Juga setelah memeriksa ulang catatan tentang Tuhan, Tahun, Hutan, Hantu, dan orang-orang yang menggiurkan atau memuakkan, begitupun tentang segala kemungkinan. Kupelajari arah angin dan gelagat musim yang berubah drastis, kuukur suhu udara dan tekanan gravitasi bumi yang mencemaskan, kutimbang nilai sebidang tanah dan harga seliter air yang menjadi kabar terpercaya bahwa peradaban sudah tidak bisa dikendalikan. Tetapi aku merasa masih selalu belia, seperti dulu ketika mengagumi lembayung dan kunang-kunang, fajar dan pelangi. Juga kuhayati kata-kata-mu. Akhirnya aku membuat kesimpulan: aku hanya berhak menulis puisi.
Baiklah sayangku, aku akan menulis puisi saja, dengan suatu pertanyaan yang sangat naïf: benarkah takdirku hanya boleh menulis puisi ketika aku ingin menjadi Presiden atau Sekjen PBB, ketika aku ingin memetik bintang atau menggapai rembulan, ketika aku ingin memugar gunung atau membuat candi, ketika aku ingin melompat jauh ke depan atau melesat ke angkasa, bahkan ketika aku ingin mencintai-mu.
Maka kini aku harus berhadap-hadapan kembali dengan pemahaman tentang takdir, dengan ujian dari yang namanya takdir, dengan suatu kenyataan bahwa takdir terbaik untukku ialah bersabar.
Aku akan selalu belajar bersabar sayangku. Tetapi, aku tidak perlu minta izin dari-mu untuk jeda dari gemuruh perasaan, bukan? Aku tidak perlu minta persetujuan dari-mu untuk koma dari paragraf yang belum rampung kutulis, bukan?

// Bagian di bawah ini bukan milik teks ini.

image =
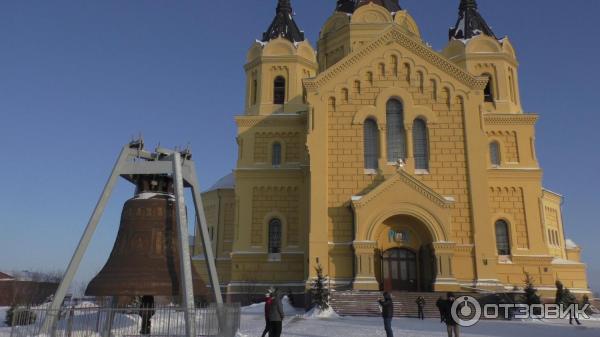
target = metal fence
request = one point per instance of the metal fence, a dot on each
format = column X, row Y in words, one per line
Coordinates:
column 91, row 321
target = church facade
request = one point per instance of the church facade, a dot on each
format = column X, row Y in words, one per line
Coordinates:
column 389, row 164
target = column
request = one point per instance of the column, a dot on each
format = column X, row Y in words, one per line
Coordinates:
column 364, row 270
column 444, row 274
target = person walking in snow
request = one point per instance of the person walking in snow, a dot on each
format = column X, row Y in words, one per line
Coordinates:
column 268, row 302
column 451, row 325
column 440, row 305
column 420, row 305
column 387, row 312
column 276, row 315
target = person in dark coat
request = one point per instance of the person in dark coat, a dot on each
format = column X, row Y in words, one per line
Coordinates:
column 440, row 305
column 268, row 302
column 146, row 312
column 276, row 316
column 420, row 305
column 451, row 325
column 387, row 312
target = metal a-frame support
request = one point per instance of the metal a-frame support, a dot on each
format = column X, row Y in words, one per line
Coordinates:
column 133, row 161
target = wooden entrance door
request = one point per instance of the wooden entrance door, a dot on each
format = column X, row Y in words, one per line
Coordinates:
column 400, row 271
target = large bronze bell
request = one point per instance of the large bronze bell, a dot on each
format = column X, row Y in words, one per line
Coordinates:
column 145, row 258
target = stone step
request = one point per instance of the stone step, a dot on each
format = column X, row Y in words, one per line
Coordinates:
column 353, row 303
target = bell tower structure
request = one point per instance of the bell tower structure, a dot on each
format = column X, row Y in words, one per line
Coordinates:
column 474, row 46
column 276, row 65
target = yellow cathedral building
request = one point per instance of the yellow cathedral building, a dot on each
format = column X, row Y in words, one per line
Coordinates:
column 392, row 165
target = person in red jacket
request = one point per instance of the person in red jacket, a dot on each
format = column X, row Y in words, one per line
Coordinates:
column 268, row 302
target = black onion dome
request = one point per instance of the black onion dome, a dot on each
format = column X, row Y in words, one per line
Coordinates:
column 283, row 24
column 390, row 5
column 470, row 23
column 345, row 6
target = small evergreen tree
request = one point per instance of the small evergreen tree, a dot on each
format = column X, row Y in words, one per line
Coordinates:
column 560, row 289
column 19, row 317
column 564, row 295
column 320, row 293
column 586, row 300
column 531, row 297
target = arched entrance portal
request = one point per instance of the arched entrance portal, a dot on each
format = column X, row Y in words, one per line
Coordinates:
column 400, row 270
column 405, row 259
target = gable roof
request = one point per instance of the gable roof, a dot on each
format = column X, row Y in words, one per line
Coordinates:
column 403, row 177
column 4, row 276
column 395, row 34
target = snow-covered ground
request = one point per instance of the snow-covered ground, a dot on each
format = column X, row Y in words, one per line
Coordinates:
column 298, row 324
column 3, row 311
column 328, row 324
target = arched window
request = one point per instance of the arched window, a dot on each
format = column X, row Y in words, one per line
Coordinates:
column 357, row 87
column 331, row 103
column 279, row 90
column 420, row 144
column 371, row 139
column 275, row 236
column 276, row 154
column 488, row 92
column 502, row 238
column 495, row 154
column 254, row 91
column 345, row 96
column 396, row 135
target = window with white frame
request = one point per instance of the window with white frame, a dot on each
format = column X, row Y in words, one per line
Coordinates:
column 495, row 158
column 275, row 236
column 371, row 144
column 396, row 135
column 420, row 144
column 502, row 238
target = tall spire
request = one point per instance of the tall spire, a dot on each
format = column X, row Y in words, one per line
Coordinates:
column 346, row 6
column 391, row 5
column 470, row 23
column 283, row 24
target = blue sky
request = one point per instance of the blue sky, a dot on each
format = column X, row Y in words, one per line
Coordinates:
column 79, row 78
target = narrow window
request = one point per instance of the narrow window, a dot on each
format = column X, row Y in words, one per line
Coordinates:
column 502, row 239
column 276, row 155
column 357, row 87
column 396, row 135
column 394, row 65
column 434, row 90
column 331, row 103
column 254, row 91
column 407, row 71
column 279, row 90
column 345, row 96
column 488, row 92
column 421, row 144
column 495, row 154
column 371, row 139
column 275, row 236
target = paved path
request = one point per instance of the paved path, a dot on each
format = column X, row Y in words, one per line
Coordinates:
column 407, row 327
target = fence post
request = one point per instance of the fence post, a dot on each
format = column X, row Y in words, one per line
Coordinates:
column 109, row 317
column 70, row 321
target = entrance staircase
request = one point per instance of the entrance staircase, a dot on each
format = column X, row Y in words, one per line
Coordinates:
column 364, row 303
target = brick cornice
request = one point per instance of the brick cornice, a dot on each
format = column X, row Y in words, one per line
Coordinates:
column 510, row 119
column 395, row 34
column 249, row 121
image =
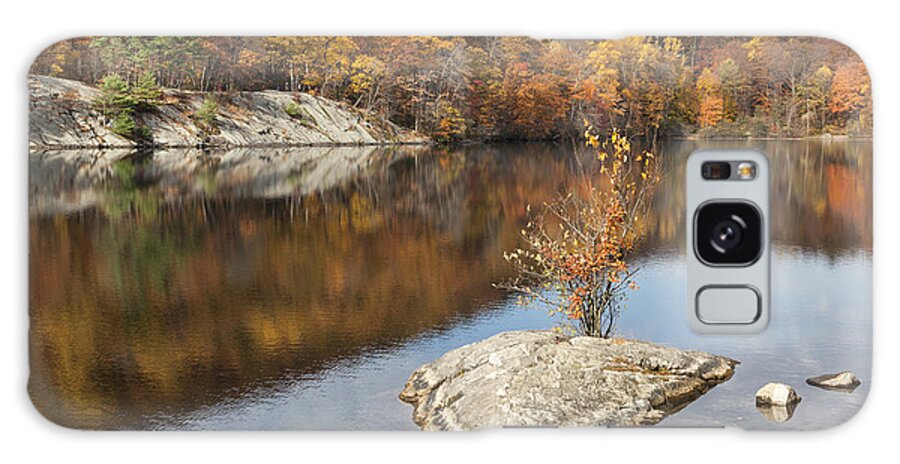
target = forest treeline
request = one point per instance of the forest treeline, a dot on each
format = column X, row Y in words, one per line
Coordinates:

Kekasih, tetapi sebagai orang awam aku akan bertanya kepada-mu tentang apa yang boleh dan apa yang tidak boleh kuperbuat. Aku tahu, bukan saja boleh, tetapi menjadi keharusanku untuk mencitai kehidupan ini, mencintai setiap makhluk, mencintai kebaikan dan keburukan. Juga mencintai-mu. Tunjukkan kepadaku yang awam ini, di mana aku harus menempatkan diri, dan bagaimana aku harus menempatkan diri. Tunjukkan padaku arah langkah yang benar untuk kutempuh. Tunjukkan kepadaku cara-cara yang beradab untuk mencintai segala yang mesti menurut takdir, untuk kucintai.
Baiklah sayangku, kuterima kenyataan takdirku ialah aku hanya berhak menulis puisi. Maka inilah sepenggal puisi yang kutulis untuk-mu, kepada-mu: Aku cinta pada-mu.